The agents who walk up to the winners to deliver the good news are armed only with the winner’s name, address and how much they invested in the premium bonds before winning the jackpot.

Many people have different reactions to the news that they are now millionaires, often needing a moment or two to really believe what is happening.

The agent noted that there were a few technicalities to iron out when receiving the £1million jackpot.


They said: “When Agent Million meets with jackpot winners, they must provide us with proof of their identity. I also don’t complain if they want to put the kettle on and get the biscuits out, especially if it’s been a long trip!

“Once we have passed the various security checks, we can pay them the money.”

They also noted that “every visit is different” and often memorable for a variety of reasons.

They told one such story: “I found a very pleasant one: a lady I had gone to see who chose to have her husband come and sit with her. We had gone through security, so I told him then that I was there to win a prize.

“When I told her it was £1million she ran out of the room screaming. She ran up the stairs and knocked on the doors. Her husband told me she had gone the tell the kids and I had thought until then that there were only the three of us in the house.
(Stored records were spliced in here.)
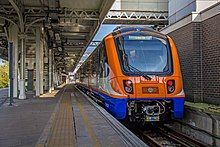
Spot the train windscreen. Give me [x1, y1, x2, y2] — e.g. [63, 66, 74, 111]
[116, 32, 171, 74]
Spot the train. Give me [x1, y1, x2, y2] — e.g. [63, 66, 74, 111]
[76, 26, 185, 123]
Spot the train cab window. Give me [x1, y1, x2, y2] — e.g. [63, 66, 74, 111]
[99, 43, 109, 78]
[116, 32, 171, 75]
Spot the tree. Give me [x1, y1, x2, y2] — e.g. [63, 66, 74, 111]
[0, 63, 9, 88]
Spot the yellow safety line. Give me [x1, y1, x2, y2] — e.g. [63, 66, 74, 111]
[76, 99, 101, 147]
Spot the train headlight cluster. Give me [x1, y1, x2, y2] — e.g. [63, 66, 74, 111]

“Next thing I know, I’m sitting in their living room with four beaming faces staring at me asking a ton of questions!”

Another agent who spoke to shared that every visit can often be “memorable”, but not for the same reasons.

One such case was of a winner who lived in the north of England but ‘wanted to live closer’ to his family in the south, although the housing market prevented that from happening.
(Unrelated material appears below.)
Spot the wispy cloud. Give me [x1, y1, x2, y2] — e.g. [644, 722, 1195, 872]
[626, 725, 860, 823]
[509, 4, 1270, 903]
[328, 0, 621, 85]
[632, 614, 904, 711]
Once they realized they were now the proud million-pound owner, ‘they burst into tears’ as the move was ‘no longer a pipe dream’.
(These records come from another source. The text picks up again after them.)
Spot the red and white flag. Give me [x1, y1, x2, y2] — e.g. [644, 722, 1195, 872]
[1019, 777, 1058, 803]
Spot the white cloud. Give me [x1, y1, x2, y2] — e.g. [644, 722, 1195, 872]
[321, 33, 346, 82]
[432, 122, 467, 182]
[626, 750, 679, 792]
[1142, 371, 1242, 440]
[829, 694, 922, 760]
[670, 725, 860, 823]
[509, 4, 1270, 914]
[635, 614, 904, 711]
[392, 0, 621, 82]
Some people hold the premium bonds tight, hoping to win big one day, while others see their hope dwindle.

One winner had almost waived his obligations when the agent arrived and had in fact filled out the forms just before but had not yet sent them.

Contrary to popular belief, bondholders don’t need to hold the maximum amount to win big, with a premium bond millionaire holding just £17 when they won.

The winner had held his bonds for nearly half a decade before winning.